Thier à Liège

A la fenêtre, là-haut, au bas du ciel, le terril.

Mettre ses chaussures. Sortir de la maison.  

Passer le pont du chemin de fer. S'engager dans les pavés bruyants.

A droite, commencer la puissante montée de la rue du Thier-à-Liège. Ombre profonde et silencieuse. Ici commence un autre territoire. Celui de l'étrangeté, de l'anarchie urbanistique, des contrastes de la ville, de la brique et du bucolique, salutaire bouffée d'air.

Monter la route étroite et sinueuse, enveloppée de maisons de guingois se soutenant sur leur pente abrupte. Prendre le travers des sentiers et ruelles labourant la colline proposée au soleil. Frôler les cabanons d'argent perdus au milieu des cardons, tomates et autres légumes magnifiques. Longer des vergers de vieux poiriers, chargés des odeurs de boucs, de chèvres et de moutons. Croiser un chat somnolant puis un chien à l'oreille haletante.

Surgir sur le boulevard Hector Denis, sur ses autos, ses poubelles et ses parcelles promises depuis quelques années à la construction de maisons nouvelles.

Traverser au plus vite, non sans profiter à chaque fois du panorama sur la ville et par beau temps sur les Fagnes et l'Allemagne.

Pousser jusqu'au terril, très proche maintenant entre les nuages, et par le sentier de la Bure du Rossignol se mesurer à l'étendue, déjà entrevue mais là vécue, modeste certes, mais ouverte comme sur un ciel irlandais.

S'engouffrer sous la voûte du chemin longeant la minuscule montagne, en respirant des brassées d'acacias, de plantes et graminées, pénétré par les échos lointains de la ville (et de la mine...), les chants perçant des oiseaux tous proches. Se mesurer au sommet, et dans la moiteur du corps, faire face au vent, profiter du goût de la cerise, essuyer du plat de la main les embruns bienvenus, puis descendre.

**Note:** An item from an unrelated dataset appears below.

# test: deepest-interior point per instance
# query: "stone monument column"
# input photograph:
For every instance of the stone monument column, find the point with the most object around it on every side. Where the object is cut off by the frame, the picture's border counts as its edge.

Se laisser aller jusqu'à la mare aux joncs, due à la négligence heureuse d'un entrepreneur distrait. Ecouter les rondeurs et les accents de la haie affûtée, drue et ajourée. S'amuser des cris d'enfants jouant dans le bois réputé inaccessible, suivre la piste de leurs pas dans l'herbe foulée, aplatir les mûriers et sentir la terre humide.

Fermer les yeux.

Traverser quelques rues bordées de maisons de briques rouges, et longer le golf, moduler sur les restes des corons et des chemins de mineurs,   pavés luisant de la mémoire anthracite du charbon. Hésiter à se faufiler dans la ruelle Paradis, escalier bordé de murs de ronces et de noisetiers, balisée par un poteau d'éclairage public en béton ajouré, à gros grains usés.

Mais tenir bon jusqu'au deux terrils.

S'aventurer entre les deux bosses, dans le mystère des bouleaux, pendant trois à quatre cents mètres: là, le paysage se redresse, s'anime, le regard domine Herstal et plonge sur l'Ile Monsin, le port, les bus, le chemin de fer, l'autoroute, la FN, les Hauts-Sarts, Chertal et au loin, la montagne Noire et Maastricht.

Contourner le crassier par un chemin « de mulet » et se retrouver instantanément en suspension, le bruit rendu au lointain.

Redescendre par la rue des Petites Roches. Saluer Damien.

Rentrer à la maison. Enlever ses chaussures.